Я ничего не понимала, и это было написано на моем лице.
– Это кошмар какой-то…
– Но это правда! – восклицает Нэн. – Когда королева Екатерина не смогла выносить ребенка, король заявил, что это Божий знак и что этот брак противен Господу. Когда королева Анна родила уродца, король обвинил ее в колдовстве. Если б Джейн потеряла ребенка, то он обвинил бы ее. Она об этом знала, как и все мы. И если ты не выносишь беременность, то виновата в этом будешь ты, а не он. И тебя за это накажут.
– Но что же мне делать? – Я запаниковала. – Я не знаю, что мне делать! Как я могу этому помешать?
В ответ Нэн достает маленький мешочек из кармана своего платья и показывает его мне.
– Что это?
– Свежий корень руты. Будешь пить чай, настоянный на нем, каждый раз после ночи, проведенной в королевской постели. Каждый раз. Это не даст тебе понести.
Я протягиваю руку, но не для того, чтобы взять у нее этот мешочек, а чтобы просто коснуться его пальцем.
– Это же грех, – неуверенно говорю я. – Не может не быть грехом. Как и те зелья, которыми старухи торгуют возле ярмарок. Наверное, даже не действует…
– Идти на верную смерть осознанно, – вот это грех, – поправляет меня сестра. – А ты именно это и сделаешь, если допустишь зачатие. Если ты родишь уродца, как королева Анна, он назовет тебя ведьмой и казнит. Его гордыня не даст ему смириться с появлением на свет еще одного мертворожденного младенца. Потому что, если еще одна жена – из шести здоровых женщин – родит от него уродца или не доносит младенца, все поймут, что все дело в нем. Подумай! Если умрет и твой ребенок, он будет у короля девятым.
– Умерло уже восемь детей? – Перед моими глазами встает призрачная вереница.
Она кивает и молча протягивает мне мешочек. Я так же молча его беру.
– Говорят, он отвратительно пахнет. Мы велим служанке приносить тебе чайник с горячей водой каждое утро, а заваривать себе чай ты будешь сама, в одиночестве.

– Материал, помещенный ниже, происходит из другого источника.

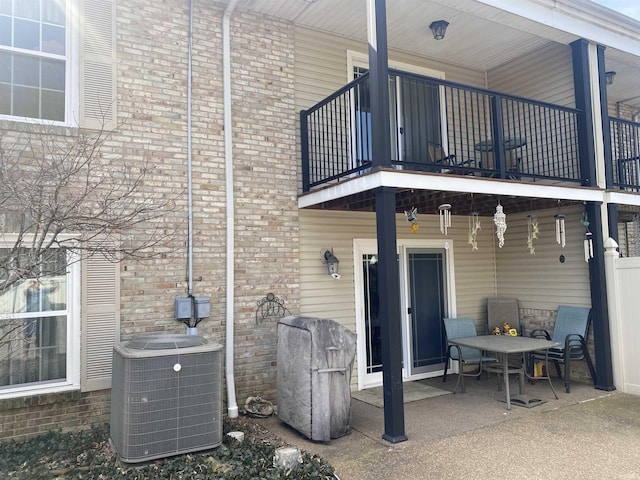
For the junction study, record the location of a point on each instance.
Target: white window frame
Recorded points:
(72, 381)
(72, 72)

– Это ужасно, – тихо говорю я. – Я отказалась от собственных желаний… – При этих словах я чувствую, как сжимается мое сердце при воспоминаниях о том, от чего именно я отказалась. – И ты, моя родная сестра, даешь мне яд, который мне придется пить…
Нэн прижимается ко мне теплой щекой.
– Ты должна жить, – горячо шепчет она. – Женщине при дворе иногда приходится идти на немыслимое, чтобы выжить. А ты должна выжить.
* * *
По Лондону ходит чума, и король решает, что наше венчание пройдет тихо и без лишних торжеств. Никаких толп зевак, которые могут принести заразу. Не будет ни пышной церемонии в аббатстве, ни фонтанов, полных вина, ни людей, жарящих коровьи туши и танцующих на улицах. Они должны будут принять лекарства и сидеть по домам, и никому не позволено выходить из зачумленного города к чистой реке и равнинам вокруг Хэмптон-корта.
Итак, мое третье венчание должно произойти в молельне, маленькой, великолепно украшенной комнате, примыкавшей к покоям королевы. Я напоминаю себе, что скоро, когда эта суета закончится, эта молельня станет моей, и я смогу молиться и размышлять там в одиночестве. После того как я принесу свои подвенечные клятвы, эта комната – и все остальные на стороне королевы – станут моими, для моего личного пользования.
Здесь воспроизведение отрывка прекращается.